Al posto di Calvino?

Leggere Pasolini.

 

La narrazione politica s’è aggiornata? Cosa pensa della scorsa campagna elettorale?

Enrico Letta dal punto di vista narratologico è premoderno, è ricorso a categorie manichee di ‘angeli e demoni’ che non esistono più. Il suo mondo narrativo personale qual era? Che ha insegnato a Parigi? Invece Giorgia Meloni aveva una storia: la genealogia del fascismo e il relativo distacco, una mamma che ha scritto più di cento romanzi rosa, l’abbandono paterno in tenera età.

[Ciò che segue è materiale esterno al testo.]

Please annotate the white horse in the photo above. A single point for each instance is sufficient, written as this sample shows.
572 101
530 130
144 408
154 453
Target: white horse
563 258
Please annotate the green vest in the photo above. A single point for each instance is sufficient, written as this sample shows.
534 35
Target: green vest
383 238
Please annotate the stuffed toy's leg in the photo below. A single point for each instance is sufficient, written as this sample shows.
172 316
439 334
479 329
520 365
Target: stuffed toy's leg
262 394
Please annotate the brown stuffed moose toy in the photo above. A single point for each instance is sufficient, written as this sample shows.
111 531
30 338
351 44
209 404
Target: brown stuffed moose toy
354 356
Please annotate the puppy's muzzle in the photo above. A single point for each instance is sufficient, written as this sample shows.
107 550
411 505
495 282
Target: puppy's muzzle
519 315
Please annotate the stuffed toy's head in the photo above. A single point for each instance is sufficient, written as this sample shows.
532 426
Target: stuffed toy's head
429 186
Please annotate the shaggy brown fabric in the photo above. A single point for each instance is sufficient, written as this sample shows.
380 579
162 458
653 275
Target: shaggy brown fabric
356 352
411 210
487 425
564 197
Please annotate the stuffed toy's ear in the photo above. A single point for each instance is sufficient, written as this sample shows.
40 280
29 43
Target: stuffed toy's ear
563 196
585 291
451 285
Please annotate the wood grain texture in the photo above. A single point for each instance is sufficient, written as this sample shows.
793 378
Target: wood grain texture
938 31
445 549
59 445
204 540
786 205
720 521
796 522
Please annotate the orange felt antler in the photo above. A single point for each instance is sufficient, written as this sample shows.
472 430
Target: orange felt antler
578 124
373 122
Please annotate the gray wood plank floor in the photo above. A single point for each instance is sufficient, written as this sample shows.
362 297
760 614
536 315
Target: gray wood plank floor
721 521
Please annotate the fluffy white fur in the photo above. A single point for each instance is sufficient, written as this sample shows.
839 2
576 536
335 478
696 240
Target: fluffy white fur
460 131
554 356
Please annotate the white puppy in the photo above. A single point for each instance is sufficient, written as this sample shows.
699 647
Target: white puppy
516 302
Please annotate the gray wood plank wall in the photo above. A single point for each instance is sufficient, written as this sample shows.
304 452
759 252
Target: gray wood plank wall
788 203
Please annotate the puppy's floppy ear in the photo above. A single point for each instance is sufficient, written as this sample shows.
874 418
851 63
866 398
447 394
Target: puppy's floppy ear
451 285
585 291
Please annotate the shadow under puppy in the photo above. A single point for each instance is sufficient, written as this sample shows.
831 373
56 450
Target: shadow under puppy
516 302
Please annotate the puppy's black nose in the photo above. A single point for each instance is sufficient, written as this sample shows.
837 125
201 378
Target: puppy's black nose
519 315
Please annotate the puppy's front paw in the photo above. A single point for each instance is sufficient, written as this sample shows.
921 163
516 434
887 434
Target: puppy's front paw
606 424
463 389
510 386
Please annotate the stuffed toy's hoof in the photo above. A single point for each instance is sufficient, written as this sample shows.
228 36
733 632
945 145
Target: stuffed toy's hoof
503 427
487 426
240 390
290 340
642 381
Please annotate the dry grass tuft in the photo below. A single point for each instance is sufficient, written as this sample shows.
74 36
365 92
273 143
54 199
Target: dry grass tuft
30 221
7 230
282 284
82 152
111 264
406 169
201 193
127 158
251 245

Si è raccontata al presente e in prima persona: ‘Io sono Giorgia’. Come i personaggi di ‘Hunger Games’. Il Pd sembrava la Scolastica medievale.

 

Come sta cambiando la narrativa?

Con il drastico spostamento della focalizzazione sul soggetto che racconta “in prima” mentre sperimenta, favorendo la perfusione tra testo e lettore. C’è una forte tendenza all’immersività, perciò le serie tv prevalgono sul cinema: lo spettatore non desidera la fine della storia, preferisce la serializzazione.

 

Cosa sono i ricordi?

Utensili neurocognitivi fondamentali per la progettazione del futuro, rettificati continuamente nel cervello da storie successive.

 

A cosa serve la Teoria della mente?

Il Mind Reading è la capacità di “leggere” gli altri dalle parole, dalle espressioni. Per migliorare questa comprensione abbiamo bisogno di dislocarci in ambienti reali o finzionali diversi. Se per una sera sono stato Amleto, quando incontrerò un Amleto capirò com’è fatto.